Superconductivity observed in thin films of Nd0.8Sr0.2NiO2

Identification of cuprate-like charge and spin stripe physics in R4Ni3O8

Advances in single crystal growth techniques for nickelates

Abstract

In strongly correlated materials, lattice, charge, spin and orbital degrees of freedom interact with each other, leading to emergent physical properties such as superconductivity, colossal magnetic resistance and metal-insulator transition. Quasi-2D square planar nickelates, Rn+1NinO2n+2 (R=rare earth, n=2, 3...), are of significant interest and long sought for cuprate analogue due to the 3d9 electronic configuration of Ni+, the same as the active ion Cu2+ in the high-Tc superconducting cuprates. The field has attracted intense attention since 2019 due to the discovery of superconductivity in thin films of Nd0.8Sr0.2NiO2, although no superconductivity has been reported in bulk polycrystalline powders.

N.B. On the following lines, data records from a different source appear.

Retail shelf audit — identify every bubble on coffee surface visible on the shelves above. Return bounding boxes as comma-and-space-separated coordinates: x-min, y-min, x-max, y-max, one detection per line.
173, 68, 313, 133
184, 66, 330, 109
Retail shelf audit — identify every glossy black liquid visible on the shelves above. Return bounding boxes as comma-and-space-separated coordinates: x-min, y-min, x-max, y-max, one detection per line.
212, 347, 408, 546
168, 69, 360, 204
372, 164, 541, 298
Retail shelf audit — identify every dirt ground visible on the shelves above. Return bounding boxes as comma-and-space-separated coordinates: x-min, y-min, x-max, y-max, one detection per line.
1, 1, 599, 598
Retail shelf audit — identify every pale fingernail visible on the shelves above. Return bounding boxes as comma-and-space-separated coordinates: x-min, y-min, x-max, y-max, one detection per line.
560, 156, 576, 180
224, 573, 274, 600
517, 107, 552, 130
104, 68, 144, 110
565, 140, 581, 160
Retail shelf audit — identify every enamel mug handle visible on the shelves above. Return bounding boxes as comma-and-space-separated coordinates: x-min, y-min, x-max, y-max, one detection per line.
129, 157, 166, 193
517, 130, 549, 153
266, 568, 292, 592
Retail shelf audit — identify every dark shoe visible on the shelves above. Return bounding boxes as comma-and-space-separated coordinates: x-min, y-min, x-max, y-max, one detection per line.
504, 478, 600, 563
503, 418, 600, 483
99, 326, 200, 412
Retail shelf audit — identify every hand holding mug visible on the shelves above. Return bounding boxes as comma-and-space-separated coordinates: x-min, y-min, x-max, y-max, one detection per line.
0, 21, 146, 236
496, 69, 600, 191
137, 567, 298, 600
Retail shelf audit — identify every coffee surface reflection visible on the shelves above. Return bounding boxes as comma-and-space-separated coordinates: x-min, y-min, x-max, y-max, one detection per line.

Herein, we review the synthesis of polycrystalline powders of quasi-2D square planar nickelates through topotactic reduction of parent compounds that are synthesized via solid state reaction, precursor method, high pressure floating zone method and high-pressure flux method. We emphasize single crystal preparation using the high-pressure floating zone techniques. We discuss their crystal structure and physical properties including resistivity, magnetic susceptibility and heat capacity. We highlight the cuprate-like physics, including charge/spin stripes and large orbital polarization, identified in single crystals of R4Ni3O8 (R=La and Pr) combining synchrotron X-ray/neutron single crystal diffraction and density functional theory calculations. Furthermore, the challenges and possible research directions of this fast-moving field in the future are briefly discussed.